Вот соберёмся, вспоминаем былое житьё-бытьё. Ангела-бабу. Едим в ресторанах всякие эскалопы и мутон-шопы[49].
— А ведь нигде такой баранины нет, как, помните, баба привозила?
— И не достать нигде, и приготовить нельзя, потому что шесть часов на ней сидеть надо, — кто же при здешнем бешенном жизненом темпе согласится…
— А что-то та, слепая, что не хуже зрячего? О чём она теперь помалкивает? И что-то ей теперь дадено?
Дачный сезон
В Париже наблюдается удивительное для нас, иностранцев, явление — в Париже нет природных сезонов.
В России, как известно каждому, существует четыре времени года, или сезона: весна, лето, осень и зима.
Весной носят калоши, драповое пальто, держат экзамены и ищут дачу.
Летом живут на даче, носят соломенные шляпы и батистовые платья, давят мух и купаются.
Осенью носят калоши и драповое пальто, держат переэкзаменовки, ищут квартиры и шьют новые платья.
Зимой носят новые платья, меховые шубы, топят печи, отмораживают носы, катаются на коньках и простуживаются.
В Париже все навыворот.
В феврале носят соломенные шляпы, в июле — бархатные.
В январе — легкие манто, в июне — мех.
В июле дачу ищут и экзамены держат. В декабре ходят голые.
Ничего не разберешь!
Сезонов природных нет.
Есть какие-то странные: сезон тафты, сезон тюля, сезон бархата, сезон тальеров, сезон вышивки, сезон крепа, сезон скачек. Выдумывают эти сезоны портнихи, и длятся они неравно. Иной два месяца, иной три недели — никак его не ухватишь и не подладишься.
По погоде тоже ничего заметить нельзя. В феврале бывают такие дни, которые июньским не уступят.
И приходится жить не своим разумом, а смотреть, что люди делают.
Вот теперь, видим, отправляются люди на дачу. Ну и мы всколыхнулись. Значит, у них весна считается, пора и нам об отдыхе подумать.
Только французы как-то беспечно к этому делу относятся. Просто надумают какое-нибудь место — в горах или у моря, — пошлют открытку в намеченную гостиницу, получат ответ, набьют чемоданы и марш.
Очень уж это все на русский обычай легкомысленно. У нас не так.
У нас начинали искать дачу в марте, когда еще снег лежал и ничего видно не было.
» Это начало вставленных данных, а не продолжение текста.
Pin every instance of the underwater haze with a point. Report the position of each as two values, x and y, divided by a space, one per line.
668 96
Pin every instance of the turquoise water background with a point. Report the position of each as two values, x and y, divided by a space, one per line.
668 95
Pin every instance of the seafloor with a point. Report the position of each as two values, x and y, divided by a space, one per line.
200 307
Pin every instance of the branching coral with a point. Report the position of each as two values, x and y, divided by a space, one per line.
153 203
— Здесь у нас чудесный цветник, — поет дачевладелица, указывая на снежную полянку.
— Тут вам все беседки и фонтаны. Сейчас, конечно, ничего не видно — все под снегом, но летом — благодать.
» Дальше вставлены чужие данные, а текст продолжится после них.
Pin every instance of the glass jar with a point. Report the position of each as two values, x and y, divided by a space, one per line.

Приезжаете летом с детьми и возами — ни цветника, ни беседки. Один частокол и палка из-под розы. А вместо фонтана собачья будка. И сама хозяйка удивляется:
— С чего вы взяли? Цветы? Ничего подобного. Цветы вы должны сами садить. От хозяйки вам полагается только пространство. А фонтан — так это не дай Бог! Сами знаете.
— А что?
— А то, что если кто из вас, не дай Бог, напьется, да, не дай Бог, ночью домой вернется, да, не дай Бог, упадет, да, не дай Бог, головой в фонтан попадет, так тут с полицией хлопот не оберешься.
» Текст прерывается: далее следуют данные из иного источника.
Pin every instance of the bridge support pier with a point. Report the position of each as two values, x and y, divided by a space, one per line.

Искали дачу с любовью. Ездили во все стороны.
Бывали интересные казусы.
Один отец семейства поехал нанимать дачу по Николаевской дороге, а нанял в Павловске. Три дня пропадал и ничего жене объяснить не мог. Повторял только, что очень трудно было, и двое суток проспал.
А другой отец семейства поехал в Парголово, пропадал две недели, вернулся какой-то весь распаренный и сказал, что из сил выбился — никак не мог подходящей дачи найти. А из кармана у него зубочистка вывалилась, с надписью: «Бристоль. Варшава». И как она к нему попала, так до сих пор — вот уже восемь лет — никто додуматься не может. А в то лето так и на дачу не поехали. Некогда было — все про зубочистку разбирали, и он, и жена.